The Right Coast

January 21, 2004
Frank Snyder responds on Legacy Preferences
By Gail Heriot

Frank Snyder, Associate Professor of Law at Texas Wesleyan University, sent me an e-mail responding to my post on Monday on legacy preferences. Here's a slightly edited version of his argument:

"There may be a moral problem with legacy admissions, but the financial issue is more complicated than [Gail] suggests. It's not a question of taxpayers supporting the children of favored alumni. Taxpayers pay only a portion of the cost of state university education; a good deal of the rest is made up of contributions from alumni. Legacy programs exist because they enhance alumni giving. The parents whose children are admitted to the school are the ones who disproportionately fund the stuff the legislature won't pay for. In a sense, schools auction off some of their seats to the children of rich alumni, to help underwrite the education of all the students.

"Let's say that a hypothetical school (perhaps like the University of San Diego) has a rich alumnus who's willing to give a lot of money to build a big new science center, but who's really interested seeing his 18-year-old son attend the school. Would it be "corrupt" for the school to admit the donor’s son even though he's just a little bit below the ordinary admissions criteria, and therefore secure the money that will go to benefit all alumni? Is it "fair" to the other students? If the son later decides to go out for the football team, and dad agrees to build a big new athletic training facility, is it corrupt if the school puts the son on the team?
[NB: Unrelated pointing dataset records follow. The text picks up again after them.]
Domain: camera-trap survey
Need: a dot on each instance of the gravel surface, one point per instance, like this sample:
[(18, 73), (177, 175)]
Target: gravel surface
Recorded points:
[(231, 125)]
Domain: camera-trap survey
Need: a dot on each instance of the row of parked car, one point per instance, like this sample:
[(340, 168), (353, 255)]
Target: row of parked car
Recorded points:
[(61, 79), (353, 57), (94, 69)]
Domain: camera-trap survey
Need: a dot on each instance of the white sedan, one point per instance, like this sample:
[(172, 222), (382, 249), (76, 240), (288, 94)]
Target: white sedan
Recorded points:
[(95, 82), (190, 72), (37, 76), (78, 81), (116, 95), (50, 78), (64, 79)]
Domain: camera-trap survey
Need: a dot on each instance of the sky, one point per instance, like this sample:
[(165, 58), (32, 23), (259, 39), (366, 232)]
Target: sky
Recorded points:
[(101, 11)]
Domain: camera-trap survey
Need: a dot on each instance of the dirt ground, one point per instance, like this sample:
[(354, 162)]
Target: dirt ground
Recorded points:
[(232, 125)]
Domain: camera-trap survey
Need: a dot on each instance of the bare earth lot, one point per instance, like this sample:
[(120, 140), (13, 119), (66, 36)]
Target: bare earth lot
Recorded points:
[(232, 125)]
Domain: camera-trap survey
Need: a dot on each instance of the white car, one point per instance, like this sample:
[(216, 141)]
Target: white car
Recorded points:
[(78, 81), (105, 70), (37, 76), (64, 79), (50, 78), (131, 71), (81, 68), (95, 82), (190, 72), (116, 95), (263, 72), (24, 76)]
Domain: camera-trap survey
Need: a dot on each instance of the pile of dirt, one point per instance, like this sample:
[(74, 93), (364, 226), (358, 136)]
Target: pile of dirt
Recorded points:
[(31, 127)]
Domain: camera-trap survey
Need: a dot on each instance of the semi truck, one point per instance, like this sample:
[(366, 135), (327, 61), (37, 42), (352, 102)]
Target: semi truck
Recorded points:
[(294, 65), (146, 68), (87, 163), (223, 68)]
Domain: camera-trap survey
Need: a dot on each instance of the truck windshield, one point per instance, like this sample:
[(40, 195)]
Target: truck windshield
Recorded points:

"True, a school like USD is a private institution, and bringing the state in raises a somewhat different issue. It's perfectly possible to argue that when the state is involved, the rich shouldn't be able to buy things the poor can't-whether it's a place on the Olympic team, a seat in a state university, a cellular frequency, lunch with a Senator, a ticket on the Space Shuttle, timber from public lands, or a sky box in a public stadium. But that's not because taxpayers are providing a subsidy, but because it (i) offends our notions of fairness and (ii) creates a risk of corruption of government officials. The official corruption argument here seems weak; of all the things rich people can bribe officials to get, seats in state universities probably figure well down the list. As for fairness, that's complex. After all, why is it fair that dumb students (who pay full price) subsidize the smart students (who get academic scholarships)? The smart students, after all, are going to be more successful than the dumb students and in a "fair" world they should pay more, not less. If the answer is that smart students make the institution stronger and more attractive, and thereby benefit all students, the same is true of students with rich parents.

"As for the suggestion that administrators like legacy programs merely because they make dealing with alumni easier, I can't (as somebody who sits on an admissions committee) see why it is harder to tell an alumnus, "Sorry, we do not have a legacy admissions policy," than it is to say, "We have a legacy admissions process, but your kid was too dumb and you're not prominent enough even to qualify for that lower standard." The ubiquity of legacy programs at state and private institutions all over the country suggests that there is a powerful economic reason for them, not merely that they are relics of the past that happen to suit the convenience of administrators. I suspect that disposing of them at state institutions will only increase the comparative advantage of private institutions in attracting the wealthy donors of the world."

Some of what Frank has said, I agree with. I will try to respond soon. Thanks for writing, Frank.